Strizzo gli occhi e quando li riapro il treno è fermo nella stazione di Camigliatello Silano. Altro che tabacchino e ufficio postale! Attorno a noi alberghi e baite di lusso. A terra l’atmosfera festosa della partenza, con nuove orde di turisti pronti all’assalto.

– Sembra che tu abbia visto un fantasma. Che fai, non scendi?

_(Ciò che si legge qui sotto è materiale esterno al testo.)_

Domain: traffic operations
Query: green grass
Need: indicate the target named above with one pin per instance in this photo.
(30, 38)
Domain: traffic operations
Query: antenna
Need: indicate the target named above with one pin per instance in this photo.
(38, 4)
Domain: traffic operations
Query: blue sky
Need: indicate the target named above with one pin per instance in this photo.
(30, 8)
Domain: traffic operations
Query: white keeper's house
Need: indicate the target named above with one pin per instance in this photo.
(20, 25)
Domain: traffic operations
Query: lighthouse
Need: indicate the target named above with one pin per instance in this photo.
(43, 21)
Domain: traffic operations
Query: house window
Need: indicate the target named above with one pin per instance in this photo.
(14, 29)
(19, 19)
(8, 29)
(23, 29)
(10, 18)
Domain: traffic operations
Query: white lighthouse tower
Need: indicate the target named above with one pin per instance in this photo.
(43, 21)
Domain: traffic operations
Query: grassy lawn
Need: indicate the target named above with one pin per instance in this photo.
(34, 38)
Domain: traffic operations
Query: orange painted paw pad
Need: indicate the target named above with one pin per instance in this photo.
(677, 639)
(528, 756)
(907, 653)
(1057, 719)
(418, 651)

Seguo mia moglie giù per la scaletta e mi fermo nello spiazzo. La fontana scrosciante è un invito che non si può rifiutare, bevo a canna lunghe sorsate d’acqua ghiacciata e mi sciacquo la faccia. Quando torniamo ai nostri posti per l’ultima tratta del viaggio mi si siede accanto una bambina. Al fischio che annuncia la ripresa della marcia, la piccola mi si aggrappa al braccio e nasconde il viso nel mio petto. Le sfioro la testa nel gesto di una carezza e subito riconosco gli occhioni vispi di mia sorella Assuntina, per tutti Susina, come il frutto. Sia ben chiaro, lei è viva e vegeta e sta meglio di me, è bella in carne e si è fatta rossa di capelli. La Susina del treno a vapore, invece, portava ancora lunghe trecce corvine e una vestina logora, che era arrivata a lei dopo aver visto crescere le altre due sorelle maggiori.

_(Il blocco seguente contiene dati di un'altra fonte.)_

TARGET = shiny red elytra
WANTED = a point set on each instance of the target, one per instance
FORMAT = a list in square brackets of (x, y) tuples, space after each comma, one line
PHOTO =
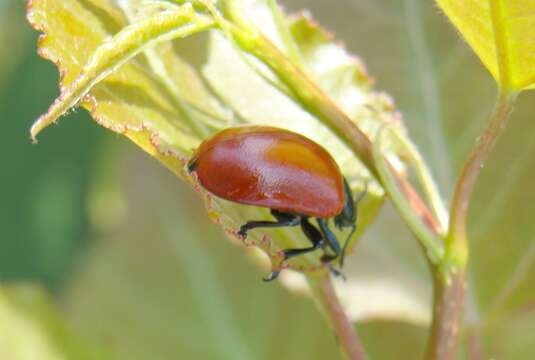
[(284, 171)]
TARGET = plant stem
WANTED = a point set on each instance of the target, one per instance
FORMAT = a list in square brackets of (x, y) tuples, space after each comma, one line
[(457, 238), (450, 275), (448, 306), (347, 338)]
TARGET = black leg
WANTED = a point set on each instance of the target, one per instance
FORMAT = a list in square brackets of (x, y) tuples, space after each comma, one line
[(342, 257), (331, 239), (312, 234), (283, 220)]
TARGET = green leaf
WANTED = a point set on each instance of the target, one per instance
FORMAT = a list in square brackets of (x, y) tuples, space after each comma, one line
[(501, 34), (170, 287), (177, 93), (31, 326)]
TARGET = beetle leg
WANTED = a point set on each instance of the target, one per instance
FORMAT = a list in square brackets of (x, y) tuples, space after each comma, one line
[(312, 234), (283, 220), (331, 239)]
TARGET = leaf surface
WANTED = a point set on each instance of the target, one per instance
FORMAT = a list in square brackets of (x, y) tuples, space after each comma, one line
[(501, 34)]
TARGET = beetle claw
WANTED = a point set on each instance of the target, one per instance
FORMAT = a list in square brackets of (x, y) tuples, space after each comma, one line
[(243, 232), (272, 276), (336, 272)]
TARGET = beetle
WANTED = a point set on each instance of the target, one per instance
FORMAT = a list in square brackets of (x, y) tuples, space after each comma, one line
[(284, 171)]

– Ch’è bedha Susina nostra, janca e russa, benidica! Ricù, la devi tenere cura a tua sorella, non come quando te ne sei andato a farti i fatti tuoi e l’hai lasciata sola nella culla, te lo ricordi? Quando tua madre è tornata alla baracca coi panni lavati, si è avvicinata alla picciridha che dormiva e ci ha trovato accanto nu serpe. Accidenti a te!

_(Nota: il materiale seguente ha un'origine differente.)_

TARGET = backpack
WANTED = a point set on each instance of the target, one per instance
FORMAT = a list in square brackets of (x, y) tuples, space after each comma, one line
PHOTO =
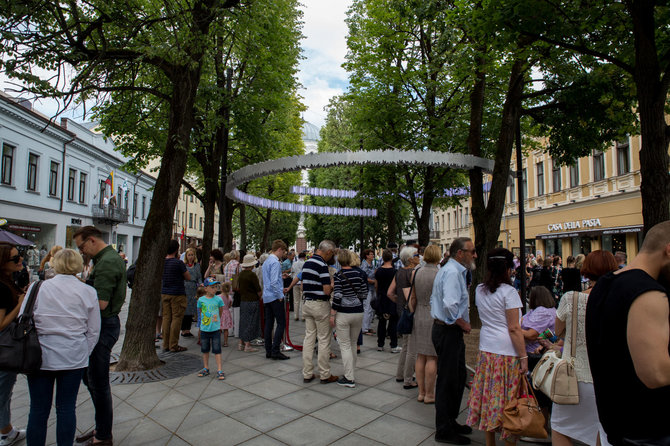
[(130, 275)]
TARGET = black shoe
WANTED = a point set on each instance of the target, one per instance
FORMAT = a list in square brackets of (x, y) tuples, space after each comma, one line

Quell’episodio l’avevo rimosso. Se qualcuno lo raccontava in occasione delle riunioni di famiglia a me suonava talmente inverosimile da non darci alcun credito.

– E quando prese fuoco il capanno degli attrezzi te lo ricordi? Fu di notte. Ci svegliammo schiantàti, tossendo, ‘ntra nu fumu nigru ca chissu è fisserìa! Le fiamme ci mangiavano.

– Sì nonno, credo di sì. Ogni volta che vedo un incendio mi viene in mente l’immagine di una lingua di fuoco che scala le cime degli alberi per andare a cuocere le stelle.

Mastru Sieppi si abbandona a una risata cavernosa e annuisce piano con la testa.

– Ma dimmi nonno, perché tutti ti chiamano Mastru?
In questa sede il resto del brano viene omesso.